SummaryA novel peptide combination consisting of four synthetic neuropeptide analogs of Vasoactive Intestinal Peptide (VIP), Bombesin, Substance P and Somatostatin has been found to have potent anticancer activity in vitro and in vivo. The receptors of these four neuropeptides are known to be over expressed in various cancers. We have found the presence of native neuropeptides in the culture supernatant of the primary tumor cells of human colon adenocarcinomas. It was further demonstrated by receptor-ligand assays that not only do these tumor cells synthesize and secrete four peptide hormones but also possess specific high affinity receptors on their surface. Screening a large panel of analogs to the four peptide hormones on tumor cell proliferation led to the identification of four cytotoxic analogs, the combination of which was code-named DRF7295. The design and synthesis of the peptide analogs have been described in this paper. In vitro anticancer activity of DRF7295 was studied in a large panel of human tumor cells. Gastrointestinal tumor cells of the colon, pancreas and duodenum were found to be most sensitive to DRF7295 with moderate activity seen in glioblastoma, prostate, leukemia and those of oral cancer cells. Efficacy studies in xenograft models of colon and duodenum resulted in T/C% of less than 40%, which is indicative of strong tumor regressing potential of DRF7295 in gastrointestinal cancers. Acute and long-term toxicity studies as well as safety pharmacology studies conducted indicate the safety of the drug upon systemic administration with no significant adverse pharmacological effects.

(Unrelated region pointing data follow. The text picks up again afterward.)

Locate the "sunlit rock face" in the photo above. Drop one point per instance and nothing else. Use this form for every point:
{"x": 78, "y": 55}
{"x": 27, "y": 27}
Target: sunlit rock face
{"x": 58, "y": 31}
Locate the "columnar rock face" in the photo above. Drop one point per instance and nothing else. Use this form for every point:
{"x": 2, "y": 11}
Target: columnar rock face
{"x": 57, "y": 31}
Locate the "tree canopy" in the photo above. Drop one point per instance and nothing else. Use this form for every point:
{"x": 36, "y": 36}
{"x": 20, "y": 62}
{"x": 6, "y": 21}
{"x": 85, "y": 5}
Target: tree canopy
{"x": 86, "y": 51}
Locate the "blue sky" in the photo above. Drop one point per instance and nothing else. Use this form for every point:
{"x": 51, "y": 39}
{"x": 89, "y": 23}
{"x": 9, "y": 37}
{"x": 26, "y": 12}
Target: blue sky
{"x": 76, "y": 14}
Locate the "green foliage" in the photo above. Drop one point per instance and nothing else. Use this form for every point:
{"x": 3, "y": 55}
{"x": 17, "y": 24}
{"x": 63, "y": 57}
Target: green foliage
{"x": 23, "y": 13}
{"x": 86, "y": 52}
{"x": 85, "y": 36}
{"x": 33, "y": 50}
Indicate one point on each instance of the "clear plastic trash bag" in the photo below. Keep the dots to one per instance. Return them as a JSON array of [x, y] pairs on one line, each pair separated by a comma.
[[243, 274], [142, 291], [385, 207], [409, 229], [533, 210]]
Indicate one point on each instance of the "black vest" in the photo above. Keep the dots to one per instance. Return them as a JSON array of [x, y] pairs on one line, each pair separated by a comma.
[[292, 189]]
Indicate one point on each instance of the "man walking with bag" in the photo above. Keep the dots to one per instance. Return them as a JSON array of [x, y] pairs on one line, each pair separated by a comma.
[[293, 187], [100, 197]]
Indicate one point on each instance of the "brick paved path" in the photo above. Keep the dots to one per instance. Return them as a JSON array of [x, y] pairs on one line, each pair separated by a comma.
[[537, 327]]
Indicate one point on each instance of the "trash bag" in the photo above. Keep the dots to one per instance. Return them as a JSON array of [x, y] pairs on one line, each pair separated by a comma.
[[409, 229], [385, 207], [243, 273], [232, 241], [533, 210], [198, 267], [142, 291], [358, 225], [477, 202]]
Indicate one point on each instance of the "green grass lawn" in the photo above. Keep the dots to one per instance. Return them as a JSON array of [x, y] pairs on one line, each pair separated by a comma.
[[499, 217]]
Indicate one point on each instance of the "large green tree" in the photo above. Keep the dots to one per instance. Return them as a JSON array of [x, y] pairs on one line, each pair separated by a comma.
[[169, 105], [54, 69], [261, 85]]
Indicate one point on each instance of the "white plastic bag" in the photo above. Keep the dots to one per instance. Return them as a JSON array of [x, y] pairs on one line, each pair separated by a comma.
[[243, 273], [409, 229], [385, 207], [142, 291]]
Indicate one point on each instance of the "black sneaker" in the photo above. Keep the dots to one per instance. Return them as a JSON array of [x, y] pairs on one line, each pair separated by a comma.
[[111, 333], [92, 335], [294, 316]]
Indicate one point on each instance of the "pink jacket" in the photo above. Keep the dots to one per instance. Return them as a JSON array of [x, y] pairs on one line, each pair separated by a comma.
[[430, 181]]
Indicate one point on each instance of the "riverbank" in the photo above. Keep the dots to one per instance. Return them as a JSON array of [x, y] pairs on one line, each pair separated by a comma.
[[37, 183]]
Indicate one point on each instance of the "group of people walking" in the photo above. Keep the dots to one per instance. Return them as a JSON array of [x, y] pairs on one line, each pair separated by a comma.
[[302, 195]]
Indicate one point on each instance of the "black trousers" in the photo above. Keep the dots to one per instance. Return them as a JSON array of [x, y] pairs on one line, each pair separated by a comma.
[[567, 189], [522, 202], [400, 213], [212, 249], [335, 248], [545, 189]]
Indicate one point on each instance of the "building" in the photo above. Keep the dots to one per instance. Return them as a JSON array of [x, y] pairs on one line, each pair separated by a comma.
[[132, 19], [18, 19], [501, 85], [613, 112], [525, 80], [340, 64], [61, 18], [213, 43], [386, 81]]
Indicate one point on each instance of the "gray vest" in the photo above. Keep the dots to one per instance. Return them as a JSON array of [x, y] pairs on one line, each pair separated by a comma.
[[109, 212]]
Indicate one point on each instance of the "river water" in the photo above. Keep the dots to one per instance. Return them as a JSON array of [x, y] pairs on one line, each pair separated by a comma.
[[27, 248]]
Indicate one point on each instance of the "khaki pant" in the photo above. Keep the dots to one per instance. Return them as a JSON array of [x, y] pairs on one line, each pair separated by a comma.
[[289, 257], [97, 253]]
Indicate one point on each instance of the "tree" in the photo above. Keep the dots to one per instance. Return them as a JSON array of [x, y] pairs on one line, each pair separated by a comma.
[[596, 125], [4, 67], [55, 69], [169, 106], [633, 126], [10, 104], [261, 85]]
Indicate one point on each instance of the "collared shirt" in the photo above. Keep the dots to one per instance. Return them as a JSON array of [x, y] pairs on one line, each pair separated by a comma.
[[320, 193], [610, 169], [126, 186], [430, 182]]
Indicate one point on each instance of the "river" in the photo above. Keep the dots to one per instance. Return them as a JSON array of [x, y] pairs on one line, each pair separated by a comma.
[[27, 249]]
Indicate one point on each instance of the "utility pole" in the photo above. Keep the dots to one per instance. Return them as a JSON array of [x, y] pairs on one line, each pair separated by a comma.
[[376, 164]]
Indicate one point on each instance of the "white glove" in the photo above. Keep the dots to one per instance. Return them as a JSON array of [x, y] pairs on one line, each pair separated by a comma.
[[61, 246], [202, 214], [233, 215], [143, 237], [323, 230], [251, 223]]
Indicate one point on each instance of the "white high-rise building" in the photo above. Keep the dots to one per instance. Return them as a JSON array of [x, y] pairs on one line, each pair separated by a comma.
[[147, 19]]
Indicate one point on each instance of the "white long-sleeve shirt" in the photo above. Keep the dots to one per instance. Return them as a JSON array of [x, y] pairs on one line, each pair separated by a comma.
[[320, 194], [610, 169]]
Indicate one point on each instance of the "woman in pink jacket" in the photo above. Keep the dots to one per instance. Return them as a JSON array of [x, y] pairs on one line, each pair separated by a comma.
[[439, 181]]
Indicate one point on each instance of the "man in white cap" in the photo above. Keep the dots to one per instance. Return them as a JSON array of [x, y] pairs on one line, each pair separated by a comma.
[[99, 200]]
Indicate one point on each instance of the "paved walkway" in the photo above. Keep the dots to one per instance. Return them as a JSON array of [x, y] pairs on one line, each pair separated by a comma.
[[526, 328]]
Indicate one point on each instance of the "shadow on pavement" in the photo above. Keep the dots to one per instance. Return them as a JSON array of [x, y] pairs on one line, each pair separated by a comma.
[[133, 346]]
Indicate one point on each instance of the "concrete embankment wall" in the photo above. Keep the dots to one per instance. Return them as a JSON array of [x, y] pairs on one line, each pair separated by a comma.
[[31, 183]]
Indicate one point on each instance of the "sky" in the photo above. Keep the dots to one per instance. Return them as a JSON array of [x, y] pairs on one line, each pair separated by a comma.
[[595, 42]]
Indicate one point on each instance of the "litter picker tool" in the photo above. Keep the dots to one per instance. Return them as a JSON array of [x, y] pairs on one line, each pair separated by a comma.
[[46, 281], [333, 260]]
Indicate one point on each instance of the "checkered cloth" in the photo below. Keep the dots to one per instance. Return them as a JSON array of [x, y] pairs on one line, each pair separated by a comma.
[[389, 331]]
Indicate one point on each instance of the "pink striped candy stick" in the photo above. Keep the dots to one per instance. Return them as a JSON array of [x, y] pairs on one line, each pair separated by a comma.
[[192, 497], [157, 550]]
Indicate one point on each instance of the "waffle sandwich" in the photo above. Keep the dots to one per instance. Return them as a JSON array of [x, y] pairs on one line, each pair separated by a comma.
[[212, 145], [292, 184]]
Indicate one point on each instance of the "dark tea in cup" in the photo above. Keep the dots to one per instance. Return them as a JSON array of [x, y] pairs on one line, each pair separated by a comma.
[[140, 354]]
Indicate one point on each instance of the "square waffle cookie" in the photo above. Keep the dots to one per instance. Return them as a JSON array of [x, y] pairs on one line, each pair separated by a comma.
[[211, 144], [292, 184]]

Modulation of key signal transduction molecules by a novel peptide combination effective for the treatment of gastrointestinal carcinomas

SummaryWe have reported earlier a novel combination of four structurally designed synthetic neuropeptide analogs of vasoactive intestinal peptide (VIP), bombesin, substance P and somatostatin, code-named DRF 7295 which have anti-tumor efficacy for adenocarcinomas in vitro and in vivo (Jaggi et al., Invest New Drugs, 2008). The discovery, synthesis, in vitro and in vivo efficacy was reported (Jaggi et al., Invest New Drugs, 2008). Gastrointestinal tumor cells of the colon, pancreas and duodenum were found to most sensitive to DRF7295 in vitro and in vivo (Jaggi et al., Invest New Drugs, 2008). We have further investigated and report here the modulation of cellular signaling in gastrointestinal carcinomas by DRF 7295, which may be mediating its observed anticancer activity in these cancer types. DRF 7295 inhibits the binding of specific neuropeptides initiating a cascade of cellular signaling events leading to programmed cell death. It down regulates the second messenger cAMP, epidermal growth factor (EGF) dependent proliferation and the phosphorylated MAP Kinase pERK1/2 in gastrointestinal carcinomas, thus depriving the tumour cells of critical pro-proliferative cellular signals. It triggers bcl2 and Caspase 3 dependent apoptotic cell death and induces p53 tumor suppressor protein in the treated carcinoma cells in vitro. It has significant anti-angiogenic potential as reflected in the inhibition of tube like formation in the endothelial cells and down regulation of VEGF levels. Tumour xenograft studies confirmed the in vivo efficacy of DRF 7295 for gastrointestinal carcinomas (Jaggi et al., Invest New Drugs, 2008). The Phase I clinical trials have shown DRF 7295 to be well tolerated and devoid of systemic toxicities of the conventional cytotoxics (Mukherjee et al., Phase I dose escalating study of DRF7295: a new class of peptide based drugs. “Abstract” ASCO ID:948, 2003). The drug may have a promising role in disease stabilization in colorectal and other cancers. Thus DRF 7295 is a novel targeted drug in the class of signal transduction modulators, with potential for treatment of gastrointestinal carcinomas.